On Wed, Nov 29, 2017 at 1:57 AM, Dmitry Vyukov <dvyukov@xxxxxxxxxx> wrote:
> On Tue, Nov 28, 2017 at 6:56 PM, Dmitry Vyukov <dvyukov@xxxxxxxxxx> wrote:
>> On Tue, Nov 28, 2017 at 12:30 PM, Zhouyi Zhou <zhouzhouyi@xxxxxxxxx> wrote:
>>> Hi,
>>> By using perf top, qlist_move_cache occupies 100% cpu did really
>>> happen in my environment yesterday, or I
>>> won't notice the kasan code.
>>> Currently I have difficulty to let it reappear because the frontend
>>> guy modified some user mode code.
>>> I can repeat again and again now is
>>> kgdb_breakpoint () at kernel/debug/debug_core.c:1073
>>> 1073 wmb(); /* Sync point after breakpoint */
>>> (gdb) p quarantine_batch_size
>>> $1 = 3601946
>>> And by instrument code, maximum
>>> global_quarantine[quarantine_tail].bytes reached is 6618208.
>>
>> On second thought, size does not matter too much because there can be
>> large objects. Quarantine always quantize by objects, we can't part of
>> an object into one batch, and another part of the object into another
>> object. But it's not a problem, because overhead per objects is O(1).

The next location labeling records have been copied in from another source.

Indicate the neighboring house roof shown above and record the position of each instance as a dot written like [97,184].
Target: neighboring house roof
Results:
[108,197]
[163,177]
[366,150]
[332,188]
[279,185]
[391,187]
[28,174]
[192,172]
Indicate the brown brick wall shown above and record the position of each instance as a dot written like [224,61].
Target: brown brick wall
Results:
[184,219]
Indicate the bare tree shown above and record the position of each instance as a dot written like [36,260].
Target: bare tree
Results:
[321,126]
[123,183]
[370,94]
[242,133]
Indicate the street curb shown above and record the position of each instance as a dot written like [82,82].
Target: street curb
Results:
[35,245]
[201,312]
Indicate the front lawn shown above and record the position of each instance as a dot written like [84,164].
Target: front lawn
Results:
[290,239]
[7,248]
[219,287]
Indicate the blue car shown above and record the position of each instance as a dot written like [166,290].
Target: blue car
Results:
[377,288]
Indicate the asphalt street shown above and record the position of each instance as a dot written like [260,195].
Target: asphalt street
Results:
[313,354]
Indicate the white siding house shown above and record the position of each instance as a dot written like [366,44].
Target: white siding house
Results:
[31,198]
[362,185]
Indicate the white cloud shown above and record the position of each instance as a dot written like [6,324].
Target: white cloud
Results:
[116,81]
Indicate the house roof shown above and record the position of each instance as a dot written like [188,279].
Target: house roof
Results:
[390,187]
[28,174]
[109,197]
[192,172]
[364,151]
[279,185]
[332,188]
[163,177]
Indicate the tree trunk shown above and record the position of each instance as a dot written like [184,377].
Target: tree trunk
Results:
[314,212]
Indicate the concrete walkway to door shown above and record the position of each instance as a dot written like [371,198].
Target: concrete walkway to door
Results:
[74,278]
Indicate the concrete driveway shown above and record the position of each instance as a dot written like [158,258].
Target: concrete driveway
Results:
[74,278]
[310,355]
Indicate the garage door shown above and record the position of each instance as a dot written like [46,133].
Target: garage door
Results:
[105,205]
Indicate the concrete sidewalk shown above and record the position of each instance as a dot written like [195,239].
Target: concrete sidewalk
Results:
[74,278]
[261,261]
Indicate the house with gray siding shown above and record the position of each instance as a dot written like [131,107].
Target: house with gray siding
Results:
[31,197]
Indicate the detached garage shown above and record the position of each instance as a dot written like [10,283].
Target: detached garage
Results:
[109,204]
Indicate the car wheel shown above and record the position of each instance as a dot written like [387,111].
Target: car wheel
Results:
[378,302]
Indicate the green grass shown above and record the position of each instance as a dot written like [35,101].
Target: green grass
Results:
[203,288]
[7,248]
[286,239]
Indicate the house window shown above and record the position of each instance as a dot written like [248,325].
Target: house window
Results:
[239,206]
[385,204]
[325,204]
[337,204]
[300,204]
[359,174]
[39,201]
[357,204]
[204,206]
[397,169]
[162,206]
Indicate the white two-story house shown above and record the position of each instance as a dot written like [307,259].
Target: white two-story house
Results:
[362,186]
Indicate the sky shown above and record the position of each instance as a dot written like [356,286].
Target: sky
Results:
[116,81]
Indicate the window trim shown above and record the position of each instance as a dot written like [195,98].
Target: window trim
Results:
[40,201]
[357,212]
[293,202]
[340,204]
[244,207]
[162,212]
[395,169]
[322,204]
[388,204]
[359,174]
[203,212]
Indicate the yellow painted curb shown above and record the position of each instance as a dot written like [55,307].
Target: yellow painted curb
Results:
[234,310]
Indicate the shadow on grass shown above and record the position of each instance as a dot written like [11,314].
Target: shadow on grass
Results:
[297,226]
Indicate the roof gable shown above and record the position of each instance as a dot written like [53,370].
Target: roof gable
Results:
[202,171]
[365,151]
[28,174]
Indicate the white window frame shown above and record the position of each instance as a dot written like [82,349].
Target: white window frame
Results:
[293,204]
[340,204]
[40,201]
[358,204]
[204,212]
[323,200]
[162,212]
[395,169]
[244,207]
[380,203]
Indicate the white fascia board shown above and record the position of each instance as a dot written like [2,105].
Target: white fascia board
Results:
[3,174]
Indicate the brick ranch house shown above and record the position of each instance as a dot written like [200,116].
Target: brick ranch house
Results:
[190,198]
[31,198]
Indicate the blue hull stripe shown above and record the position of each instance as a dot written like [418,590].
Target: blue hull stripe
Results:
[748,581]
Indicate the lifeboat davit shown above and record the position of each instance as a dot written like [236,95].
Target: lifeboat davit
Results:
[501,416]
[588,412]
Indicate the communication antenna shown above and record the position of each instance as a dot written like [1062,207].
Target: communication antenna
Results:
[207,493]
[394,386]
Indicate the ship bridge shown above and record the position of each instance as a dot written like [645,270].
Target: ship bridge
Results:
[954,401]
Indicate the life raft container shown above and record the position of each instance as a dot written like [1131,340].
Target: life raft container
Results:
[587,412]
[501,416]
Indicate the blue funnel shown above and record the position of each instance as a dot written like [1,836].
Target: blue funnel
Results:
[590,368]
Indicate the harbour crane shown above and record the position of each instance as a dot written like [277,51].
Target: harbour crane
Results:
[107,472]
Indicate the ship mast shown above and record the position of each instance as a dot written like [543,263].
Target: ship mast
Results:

>> We can push a single 4MB object and overflow target size by 4MB and
>> that will be fine.
>> Either way, 6MB is not terribly much too. Should take milliseconds to process.
>>
>>
>>
>>
>>> I do think drain quarantine right in quarantine_put is a better
>>> place to drain because cache_free is fine in
>>> that context. I am willing do it if you think it is convenient :-)
>
>
> Andrey, do you know of any problems with draining quarantine in push?
> Do you have any objections?
>
> But it's still not completely clear to me what problem we are solving.